2) The hope for any reform at all rests with the U.S. Senate’s new negotiating tag-team of Democrat Chris Dodd, chairman of the Banking committee, and Republican freshman Bob Corker. But Corker says the Volcker Rule isn’t going to be a “major topic” for discussion. And that is probably OK with much of the committee. As one banking industry lobbyist told me, “There is just not a lot of appetite among members of the minority or the majority to add [bank trading limits]. So I just don’t think you’re going to see it.”
3) Increasingly, the Volcker Rule looks more stunt than viable solution. Though Volcker had been pushing it for months, White House advocacy surprised both the Banking committee and banking industry. A poor way to introduce serious legislation in Washington. Lame-duck Dodd, who sees reform as his legacy, hears the clock ticking. A bill not passed by early summer is probably dead for the rest of this election year. His view: The Volcker Rule is a sudden and unwelcome complication.

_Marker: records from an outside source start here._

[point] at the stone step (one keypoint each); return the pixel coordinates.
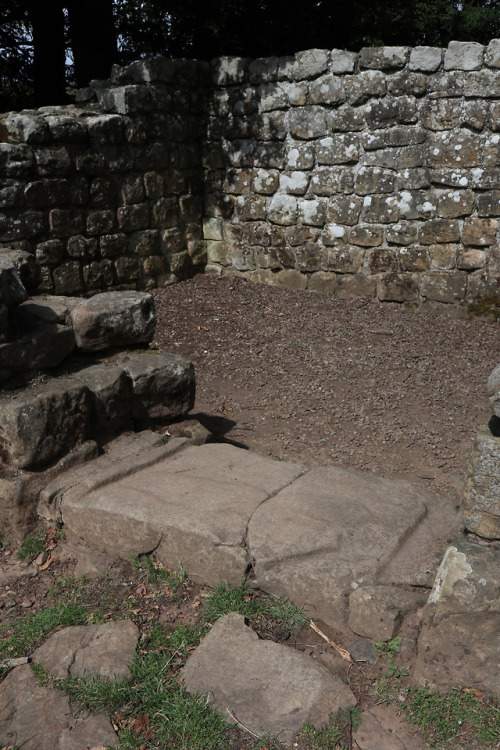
(124, 456)
(44, 422)
(313, 537)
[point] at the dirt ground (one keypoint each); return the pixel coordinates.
(305, 377)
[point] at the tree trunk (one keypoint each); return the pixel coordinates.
(93, 38)
(49, 71)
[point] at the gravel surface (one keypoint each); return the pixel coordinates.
(305, 377)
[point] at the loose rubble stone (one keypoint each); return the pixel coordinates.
(114, 319)
(40, 718)
(163, 385)
(43, 423)
(104, 651)
(45, 347)
(110, 396)
(480, 496)
(384, 728)
(264, 685)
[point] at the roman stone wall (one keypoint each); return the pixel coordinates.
(109, 193)
(372, 174)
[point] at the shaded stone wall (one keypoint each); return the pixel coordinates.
(109, 193)
(370, 174)
(373, 174)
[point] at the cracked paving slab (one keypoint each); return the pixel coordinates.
(193, 508)
(334, 530)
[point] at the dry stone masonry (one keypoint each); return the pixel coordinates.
(372, 174)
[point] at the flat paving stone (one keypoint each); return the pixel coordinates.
(192, 509)
(333, 530)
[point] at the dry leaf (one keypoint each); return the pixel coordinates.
(48, 562)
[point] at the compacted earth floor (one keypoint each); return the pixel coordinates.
(300, 377)
(305, 377)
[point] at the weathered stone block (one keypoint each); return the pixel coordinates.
(374, 180)
(414, 259)
(133, 217)
(311, 63)
(43, 423)
(480, 232)
(282, 210)
(355, 286)
(426, 59)
(300, 235)
(492, 54)
(267, 126)
(345, 259)
(301, 156)
(163, 385)
(444, 287)
(67, 279)
(110, 396)
(440, 114)
(455, 203)
(50, 252)
(412, 84)
(346, 119)
(308, 122)
(481, 493)
(438, 230)
(329, 181)
(127, 269)
(377, 611)
(366, 236)
(295, 183)
(265, 181)
(344, 209)
(471, 258)
(342, 61)
(463, 56)
(382, 260)
(454, 150)
(251, 207)
(339, 149)
(380, 209)
(311, 212)
(402, 233)
(488, 204)
(113, 319)
(442, 256)
(98, 275)
(322, 281)
(359, 88)
(326, 90)
(113, 245)
(310, 258)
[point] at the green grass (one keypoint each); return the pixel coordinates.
(444, 717)
(32, 546)
(155, 573)
(337, 735)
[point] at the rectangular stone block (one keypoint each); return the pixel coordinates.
(481, 492)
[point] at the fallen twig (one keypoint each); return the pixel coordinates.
(343, 653)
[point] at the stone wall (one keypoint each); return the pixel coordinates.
(109, 193)
(373, 174)
(370, 174)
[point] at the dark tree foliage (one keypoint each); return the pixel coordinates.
(38, 36)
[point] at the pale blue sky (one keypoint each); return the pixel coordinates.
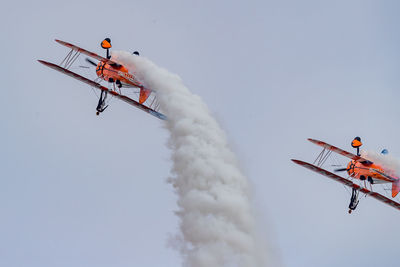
(81, 190)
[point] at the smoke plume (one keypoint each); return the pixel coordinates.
(217, 222)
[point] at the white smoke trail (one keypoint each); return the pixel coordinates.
(217, 222)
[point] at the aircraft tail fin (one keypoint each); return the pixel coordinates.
(144, 94)
(395, 187)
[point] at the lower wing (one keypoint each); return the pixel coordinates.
(348, 183)
(100, 87)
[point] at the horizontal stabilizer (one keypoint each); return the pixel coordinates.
(144, 94)
(102, 88)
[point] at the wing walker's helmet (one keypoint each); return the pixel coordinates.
(356, 143)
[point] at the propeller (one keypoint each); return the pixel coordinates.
(91, 62)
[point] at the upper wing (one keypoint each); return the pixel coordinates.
(341, 151)
(348, 183)
(88, 53)
(99, 86)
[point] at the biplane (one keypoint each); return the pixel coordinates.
(116, 75)
(360, 170)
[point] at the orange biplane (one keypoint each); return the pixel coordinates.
(358, 168)
(117, 76)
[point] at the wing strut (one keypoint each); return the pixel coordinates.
(102, 88)
(348, 183)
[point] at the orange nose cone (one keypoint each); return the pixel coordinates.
(106, 43)
(356, 142)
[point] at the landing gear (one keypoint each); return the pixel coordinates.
(101, 105)
(353, 200)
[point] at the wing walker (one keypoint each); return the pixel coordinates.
(116, 75)
(358, 169)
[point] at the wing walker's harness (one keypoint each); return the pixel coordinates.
(353, 200)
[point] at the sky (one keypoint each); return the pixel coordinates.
(82, 190)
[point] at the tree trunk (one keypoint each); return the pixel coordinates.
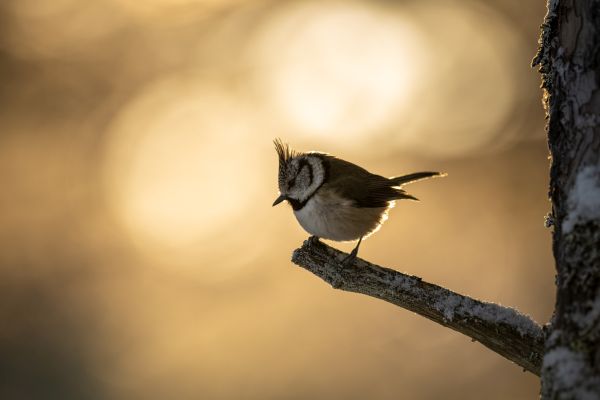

4) Cynics saw it as a populist, knee-jerk response to the loss of a Massachusetts U.S. Senate seat held by Democrats for more than a half century. Even some Volcker Rule advocates admitted the plan didn’t directly address the regulatory failures that contributed to America’s financial meltdown. And although the proposal was introduced in January with great fanfare by Obama – Volcker standing prominently at his side – Senate Democrats say the creation of a new consumer finance regulator is actually the issue the White House is spending political capital on.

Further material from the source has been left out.